“When you take the elevator up in life, you should always send it back down for others to follow,” says my friend Dario Collado of the Hispanic Heritage Foundation.

True leaders, mentors, do just that. I thank Irma Zardoya for being one of those leaders, for sending the elevator down to me and countless other current and aspiring educational leaders over her 45-year career. Her role as a Latina leader and mentor has had particular importance given the racial leadership gap in this country. Fewer than 20% of board members and CEOs of nonprofit organizations in the U.S. are people of color. Women of color fare even worse. The reasons for this are largely rooted in deep systemic inequities, about who has traditionally had access to leadership opportunities, but a lack of role models and networks, which are so important for becoming a leader, certainly plays a part.

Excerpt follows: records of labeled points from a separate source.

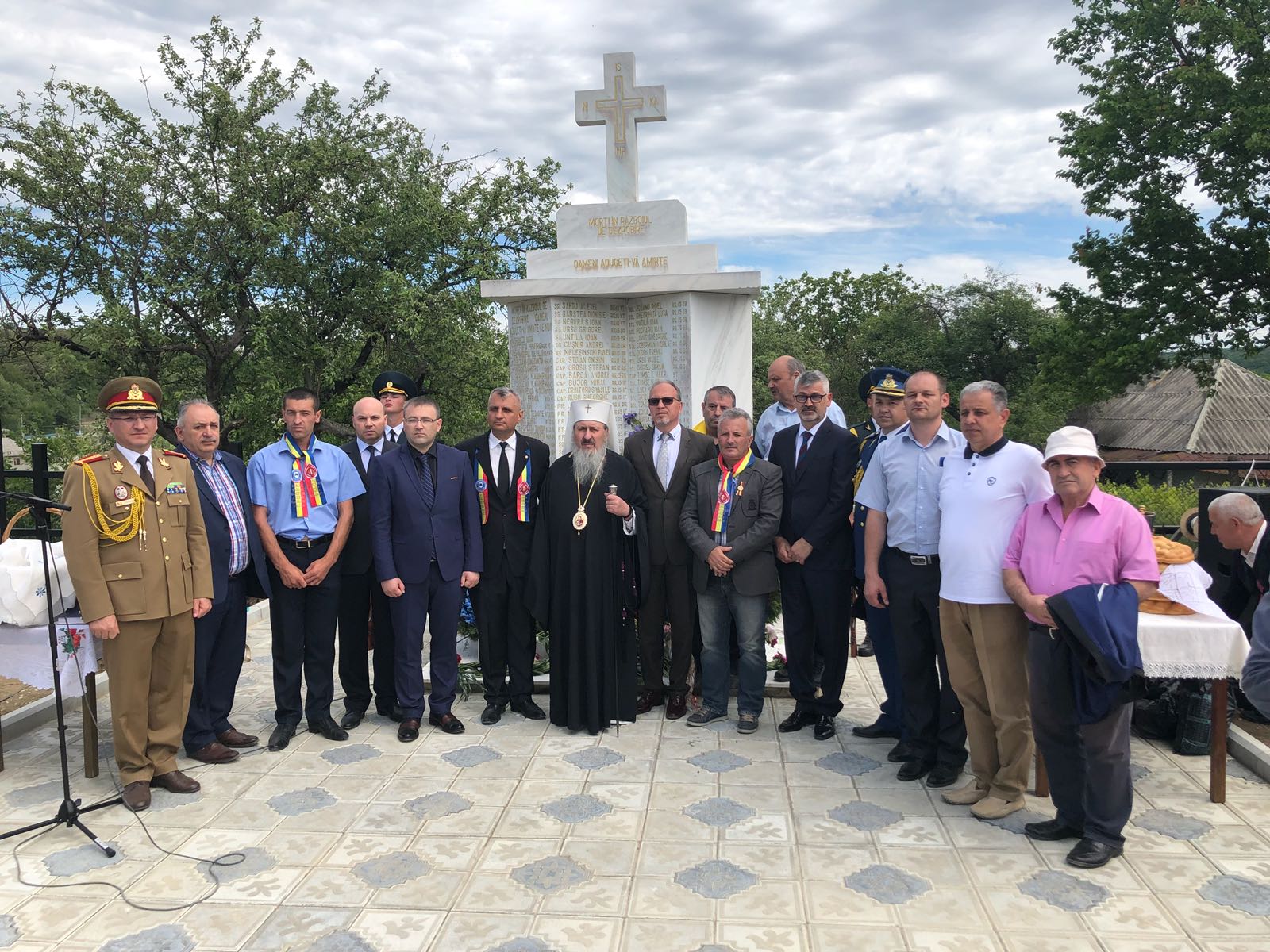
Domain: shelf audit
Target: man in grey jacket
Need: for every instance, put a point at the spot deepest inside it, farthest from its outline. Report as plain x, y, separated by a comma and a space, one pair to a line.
729, 520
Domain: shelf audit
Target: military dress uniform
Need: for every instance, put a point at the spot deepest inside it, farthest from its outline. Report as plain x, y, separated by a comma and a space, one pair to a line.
140, 555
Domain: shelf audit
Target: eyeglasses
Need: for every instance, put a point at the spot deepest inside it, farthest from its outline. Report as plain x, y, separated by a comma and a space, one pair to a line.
140, 418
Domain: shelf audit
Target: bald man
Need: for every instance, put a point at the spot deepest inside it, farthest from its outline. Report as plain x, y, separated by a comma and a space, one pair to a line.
360, 596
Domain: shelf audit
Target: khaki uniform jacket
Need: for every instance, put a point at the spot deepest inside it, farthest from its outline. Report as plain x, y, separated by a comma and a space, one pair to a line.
135, 581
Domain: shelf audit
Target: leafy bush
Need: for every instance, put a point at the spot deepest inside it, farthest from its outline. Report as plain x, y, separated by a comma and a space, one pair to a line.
1168, 503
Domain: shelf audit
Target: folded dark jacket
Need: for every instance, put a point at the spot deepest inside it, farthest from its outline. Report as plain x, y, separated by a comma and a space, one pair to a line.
1099, 625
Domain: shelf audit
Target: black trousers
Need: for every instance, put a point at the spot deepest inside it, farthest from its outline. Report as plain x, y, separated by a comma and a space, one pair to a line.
816, 603
507, 639
220, 639
1087, 765
668, 593
362, 598
933, 714
304, 639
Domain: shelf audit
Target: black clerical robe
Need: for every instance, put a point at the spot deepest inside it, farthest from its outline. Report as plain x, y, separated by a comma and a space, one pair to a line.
584, 590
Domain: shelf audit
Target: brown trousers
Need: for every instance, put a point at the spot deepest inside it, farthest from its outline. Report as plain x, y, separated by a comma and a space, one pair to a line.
987, 654
152, 673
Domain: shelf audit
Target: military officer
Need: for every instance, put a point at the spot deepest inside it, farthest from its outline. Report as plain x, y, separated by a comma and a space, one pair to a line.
394, 389
137, 550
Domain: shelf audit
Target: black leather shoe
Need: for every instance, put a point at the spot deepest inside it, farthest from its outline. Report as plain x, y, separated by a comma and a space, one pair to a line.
825, 727
328, 727
944, 776
876, 730
408, 730
448, 723
901, 753
914, 771
281, 736
527, 708
1052, 831
797, 721
1090, 854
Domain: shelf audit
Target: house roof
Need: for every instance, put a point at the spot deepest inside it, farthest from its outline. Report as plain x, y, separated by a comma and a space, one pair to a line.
1174, 414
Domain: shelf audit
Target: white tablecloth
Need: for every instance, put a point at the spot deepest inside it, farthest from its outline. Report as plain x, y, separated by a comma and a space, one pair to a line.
1191, 647
25, 655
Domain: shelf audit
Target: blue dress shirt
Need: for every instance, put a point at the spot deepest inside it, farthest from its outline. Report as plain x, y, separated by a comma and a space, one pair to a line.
268, 478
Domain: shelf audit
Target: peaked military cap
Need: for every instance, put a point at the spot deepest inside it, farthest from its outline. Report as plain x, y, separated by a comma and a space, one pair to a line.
130, 393
395, 382
883, 380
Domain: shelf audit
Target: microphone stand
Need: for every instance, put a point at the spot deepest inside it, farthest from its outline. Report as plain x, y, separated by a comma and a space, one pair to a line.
70, 810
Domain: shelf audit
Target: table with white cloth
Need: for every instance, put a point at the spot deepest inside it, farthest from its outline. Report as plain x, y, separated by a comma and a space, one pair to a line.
25, 657
1199, 647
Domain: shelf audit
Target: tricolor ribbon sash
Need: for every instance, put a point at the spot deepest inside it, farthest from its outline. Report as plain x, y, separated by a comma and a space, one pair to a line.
306, 489
728, 490
522, 493
483, 493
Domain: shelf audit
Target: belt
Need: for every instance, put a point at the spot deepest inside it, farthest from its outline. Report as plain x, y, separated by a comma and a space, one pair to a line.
916, 559
304, 543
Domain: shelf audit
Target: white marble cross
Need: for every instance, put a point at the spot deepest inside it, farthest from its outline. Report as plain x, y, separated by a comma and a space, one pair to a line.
619, 106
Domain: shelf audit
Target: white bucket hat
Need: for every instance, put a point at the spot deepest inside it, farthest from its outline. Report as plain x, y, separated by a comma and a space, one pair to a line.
1071, 441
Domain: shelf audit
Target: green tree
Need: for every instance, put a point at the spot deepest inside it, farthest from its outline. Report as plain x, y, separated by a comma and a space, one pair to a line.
1174, 146
241, 239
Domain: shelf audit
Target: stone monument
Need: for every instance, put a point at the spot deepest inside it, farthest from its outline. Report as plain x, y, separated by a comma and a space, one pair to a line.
624, 298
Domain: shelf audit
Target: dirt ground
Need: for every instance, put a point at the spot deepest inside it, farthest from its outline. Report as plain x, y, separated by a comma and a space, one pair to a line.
14, 695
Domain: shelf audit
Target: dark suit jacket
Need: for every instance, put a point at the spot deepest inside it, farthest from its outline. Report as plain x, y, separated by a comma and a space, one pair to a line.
219, 530
664, 541
752, 524
1246, 585
502, 531
403, 530
357, 556
818, 493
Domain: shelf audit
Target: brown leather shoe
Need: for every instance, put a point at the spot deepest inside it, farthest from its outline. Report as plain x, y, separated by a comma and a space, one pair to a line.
137, 797
215, 753
645, 701
238, 739
676, 708
175, 782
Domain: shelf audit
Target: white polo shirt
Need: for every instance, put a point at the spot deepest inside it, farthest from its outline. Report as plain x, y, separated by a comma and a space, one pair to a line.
982, 497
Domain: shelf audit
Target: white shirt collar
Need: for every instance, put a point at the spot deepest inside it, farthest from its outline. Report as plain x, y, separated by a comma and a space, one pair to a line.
1251, 555
495, 448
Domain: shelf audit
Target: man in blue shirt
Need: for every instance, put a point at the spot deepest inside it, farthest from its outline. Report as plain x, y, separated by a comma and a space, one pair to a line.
781, 381
302, 501
901, 490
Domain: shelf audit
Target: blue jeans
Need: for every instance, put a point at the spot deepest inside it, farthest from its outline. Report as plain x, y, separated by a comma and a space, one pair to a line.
717, 608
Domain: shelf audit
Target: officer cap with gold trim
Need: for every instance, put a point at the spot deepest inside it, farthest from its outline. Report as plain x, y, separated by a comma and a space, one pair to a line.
394, 382
883, 380
130, 393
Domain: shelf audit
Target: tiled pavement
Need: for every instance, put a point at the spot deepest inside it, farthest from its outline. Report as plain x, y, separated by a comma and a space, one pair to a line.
522, 838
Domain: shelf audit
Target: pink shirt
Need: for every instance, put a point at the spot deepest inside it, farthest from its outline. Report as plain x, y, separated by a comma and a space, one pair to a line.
1104, 541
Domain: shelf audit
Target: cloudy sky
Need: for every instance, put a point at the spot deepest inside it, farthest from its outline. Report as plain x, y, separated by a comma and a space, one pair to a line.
808, 135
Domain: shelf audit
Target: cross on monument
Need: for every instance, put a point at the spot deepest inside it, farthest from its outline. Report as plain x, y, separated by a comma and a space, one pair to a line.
619, 107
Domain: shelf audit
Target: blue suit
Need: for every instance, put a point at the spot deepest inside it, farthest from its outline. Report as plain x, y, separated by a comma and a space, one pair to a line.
429, 549
220, 636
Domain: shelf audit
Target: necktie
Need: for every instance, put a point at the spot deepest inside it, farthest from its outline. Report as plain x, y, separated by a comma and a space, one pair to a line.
664, 460
429, 492
146, 476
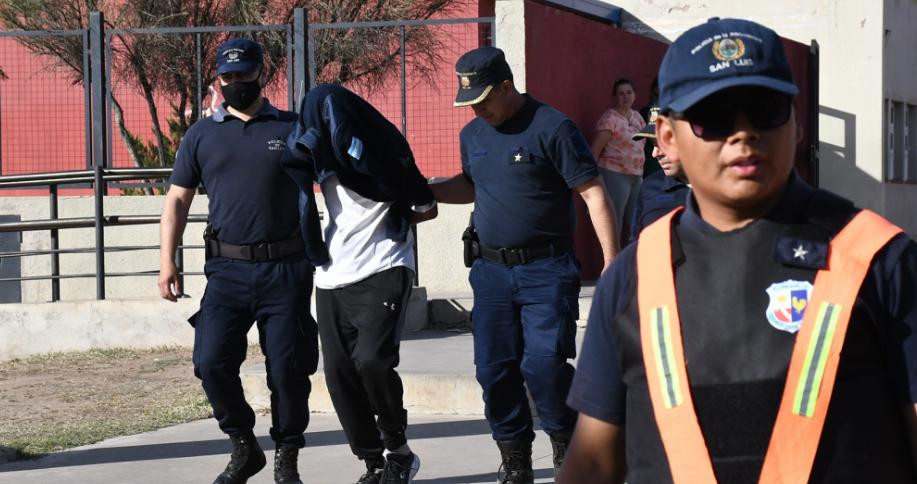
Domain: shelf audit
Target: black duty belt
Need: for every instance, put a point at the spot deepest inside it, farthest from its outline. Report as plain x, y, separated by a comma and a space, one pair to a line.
512, 257
257, 252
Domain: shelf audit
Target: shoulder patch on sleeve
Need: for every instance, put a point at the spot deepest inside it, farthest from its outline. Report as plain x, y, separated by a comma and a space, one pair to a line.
356, 148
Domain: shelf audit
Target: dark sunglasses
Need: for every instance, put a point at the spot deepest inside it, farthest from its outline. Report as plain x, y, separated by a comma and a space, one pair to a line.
714, 117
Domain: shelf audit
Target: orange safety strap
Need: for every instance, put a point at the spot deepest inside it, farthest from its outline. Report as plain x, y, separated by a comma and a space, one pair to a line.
664, 357
816, 354
813, 366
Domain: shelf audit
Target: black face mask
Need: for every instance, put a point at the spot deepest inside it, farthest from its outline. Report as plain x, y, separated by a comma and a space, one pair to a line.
241, 95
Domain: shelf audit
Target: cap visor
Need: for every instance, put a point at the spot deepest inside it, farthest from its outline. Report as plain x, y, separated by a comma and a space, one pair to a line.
467, 97
685, 102
237, 67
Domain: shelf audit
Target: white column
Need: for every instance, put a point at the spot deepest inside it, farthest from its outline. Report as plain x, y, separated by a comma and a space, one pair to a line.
510, 34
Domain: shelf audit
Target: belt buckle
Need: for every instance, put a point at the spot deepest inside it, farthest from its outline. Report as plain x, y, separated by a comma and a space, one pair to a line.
254, 251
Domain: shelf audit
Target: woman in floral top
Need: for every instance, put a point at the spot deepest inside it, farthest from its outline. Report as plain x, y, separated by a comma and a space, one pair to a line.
620, 159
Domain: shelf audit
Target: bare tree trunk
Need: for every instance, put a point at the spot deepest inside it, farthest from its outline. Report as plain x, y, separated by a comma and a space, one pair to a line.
154, 115
129, 141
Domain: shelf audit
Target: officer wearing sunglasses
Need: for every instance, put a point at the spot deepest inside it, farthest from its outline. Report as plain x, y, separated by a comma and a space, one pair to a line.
765, 332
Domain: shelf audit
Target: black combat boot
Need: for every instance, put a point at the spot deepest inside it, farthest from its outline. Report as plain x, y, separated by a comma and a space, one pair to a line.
285, 469
373, 473
517, 462
246, 460
559, 442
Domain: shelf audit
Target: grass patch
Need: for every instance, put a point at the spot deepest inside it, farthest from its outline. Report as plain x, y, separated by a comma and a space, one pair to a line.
62, 400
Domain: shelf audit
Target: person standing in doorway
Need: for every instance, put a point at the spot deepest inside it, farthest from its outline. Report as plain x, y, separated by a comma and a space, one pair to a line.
522, 162
373, 194
619, 157
257, 267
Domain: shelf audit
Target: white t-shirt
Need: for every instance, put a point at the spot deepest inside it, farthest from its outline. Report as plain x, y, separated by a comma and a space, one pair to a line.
355, 233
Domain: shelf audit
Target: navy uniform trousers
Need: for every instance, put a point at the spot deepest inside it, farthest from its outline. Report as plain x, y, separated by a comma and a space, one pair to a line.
276, 295
524, 325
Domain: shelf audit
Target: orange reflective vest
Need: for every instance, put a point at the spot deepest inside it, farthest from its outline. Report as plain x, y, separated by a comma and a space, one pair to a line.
813, 365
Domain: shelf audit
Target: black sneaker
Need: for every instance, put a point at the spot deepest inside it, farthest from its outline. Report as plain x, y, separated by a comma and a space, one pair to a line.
286, 470
400, 469
373, 473
246, 460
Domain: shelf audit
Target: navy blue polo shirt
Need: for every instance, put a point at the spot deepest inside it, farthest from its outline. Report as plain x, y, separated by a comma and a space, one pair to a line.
598, 389
523, 173
659, 194
252, 199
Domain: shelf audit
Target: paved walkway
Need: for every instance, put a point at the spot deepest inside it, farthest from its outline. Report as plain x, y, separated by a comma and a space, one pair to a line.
453, 449
438, 372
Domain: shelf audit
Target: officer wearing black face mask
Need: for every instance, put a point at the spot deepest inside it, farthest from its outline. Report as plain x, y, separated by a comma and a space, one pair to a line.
258, 267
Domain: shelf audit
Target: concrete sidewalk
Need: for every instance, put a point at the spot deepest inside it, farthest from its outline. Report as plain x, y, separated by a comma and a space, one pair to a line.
436, 368
446, 429
452, 449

Irma has been a natural role model. She came from humble beginnings, grew up in the Bronx, the daughter of Puerto Ricans, and when New York State issued a call for bilingual teachers, she seized the opportunity to teach in her home borough and her impact didn’t stop there. Over her career in education, she has served as a paraprofessional, teacher, school leader, superintendent, regional superintendent, and central office administrator before taking the helm of the Leadership Academy.

I first learned about Irma in a Harvard Business School case study I read during my doctoral studies. The piece highlighted the work of the NYC Department of Education under Joel Klein’s leadership, including the inquiry team process under the Children’s First Initiative which Irma led. In my studies, I rarely came across Latina names, let alone Latina women who had come from backgrounds similar to mine and who had dedicated their careers to working in their home communities, as I had done for the first decade of my career.

Irma became my North Star. I admired her for the “street cred” she earned in the field and for the wit and courage that enabled her to expand her influence and impact, all on behalf of her community.

Over her 45-year career in education, Irma has made a remarkable impact on students and educators. She has had a deep longstanding commitment to developing leadership in others, in building and encouraging others to build learning communities within their schools and districts. At every step she has spoken of the value of mentors and coaches, and she has been those things to those of us lucky enough to work with her, lucky enough to catch the elevator she sends down.

Leaders like Irma show other women of color that it is possible, that we can be true to our identities while developing and expanding mission-driven organizations that support our communities. I am indebted to Irma for forging this path, for defying the “sal si puedes” (get-out- if-you-can) mentality—that success is not about leaving one’s community but about using any and every opportunity to represent who we are—to change the narrative and inspire others by always sending the elevator down for the next generation of leaders.

*El Ascensor meanselevator” in Spanish

Nancy Gutiérrez will take over the role of President & CEO of the NYC Leadership Academy from Irma Zardoya on Oct. 1.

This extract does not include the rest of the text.